The so-called "coffee department", created under the United States War Department, also contributed to the promotion of his product. Its head quite convincingly stated that instant coffee is very helpful in the recovery of those soldiers who at the front fell under the influence of poisonous substances, including mustard gas.
Tea bags
Thomas Sullivan, a businessman from the United States, who was involved in the sale of different types of tea, since 1904 sent his clients "samples" - small silk bags with a pinch of dry tea leaves for brewing 1 portion of the drink. During World War I, Sullivan's idea was successfully used by the Germans. The German company Teekanne has launched a large-scale production of tea bags for the needs of the army.
The simplicity and speed of making tea with the help of tea bags made it (along with instant coffee) the most popular drink in the trenches and trenches on the fronts of the First World War. The soldiers of both warring sides gave the same nickname to these bags - "tea bombs". After the end of the war, this method of brewing tea has not lost its popularity.
Vegetarian sausages
Vegetarian sausages were invented by no means against the use of animal food. In the second year of World War I in Germany, during an event called the Schweinemord ("slaughter of pigs"), about 5 million domestic "pigs" were killed and turned into canned food. And in 1916, there was a potato crop failure in Europe. Therefore, already in the winter of 1917, rutabaga became the main food product in Germany, which was also not enough to meet the needs of the citizens of the Reich. As a result, more than 700 thousand people died of hunger.
The future prime minister of the Federal Republic of Germany, and then the city head of Cologne, Konrad Adenauer, invented sausages, in which instead of traditional meat, a mixture of crushed corn, rice and barley, wheat flour and the main vegetable protein, soybeans, was used. However, in Germany, Adenauer never managed to obtain a patent for his invention. Paradoxically, in June 1918, he successfully patented his vegetarian sausages in Britain, then hostile to the German Reich.
Stainless steel
Before the outbreak of World War I, gunsmiths of hostile states tried to improve their weapons of murder with might and main. The military industry needed a new type of steel that would not only be durable, but also resistant to corrosion. And such material was invented 2 years before the start of the military conflict. In 1912, engineers of the German company Krupp received a patent for stainless chromium-nickel steel.

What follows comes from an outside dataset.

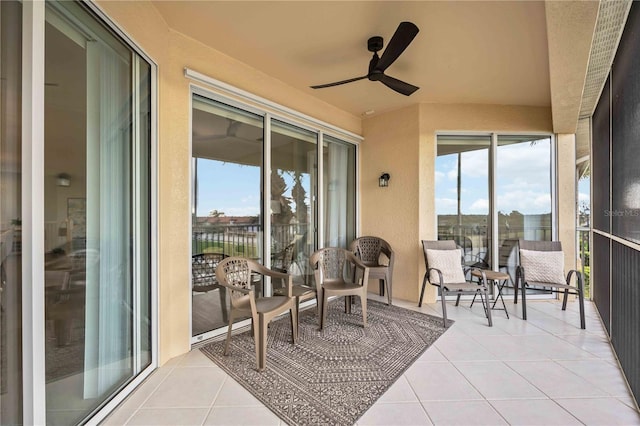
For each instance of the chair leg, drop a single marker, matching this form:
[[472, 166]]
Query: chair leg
[[424, 283], [524, 299], [261, 342], [581, 302], [226, 343], [444, 307], [294, 323], [222, 292], [323, 315], [488, 307], [363, 302]]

Almost synchronously with the Germans, the British metallurgical engineer Harry Brerley invented stainless steel. He did it purely by chance during experiments concerning the avoidance of deformation of the barrels of artillery guns under the influence of high temperatures of combustion of powder gases. In the same year, an iron alloy that was resistant to corrosion began to be produced in the United States.
During the First World War, alloys containing stainless steel were used in the design of engines for combat airplanes. But the worldwide fame and recognition of stainless steel was brought by the movable canopy made of it in 1929 for the luxury London hotel Savoy.

Wars are considered one of the most important engines of civilization's progress. And if so, then all those who died during these global armed conflicts can rightfully be regarded as bloody sacrifices brought to the altar of human evolution.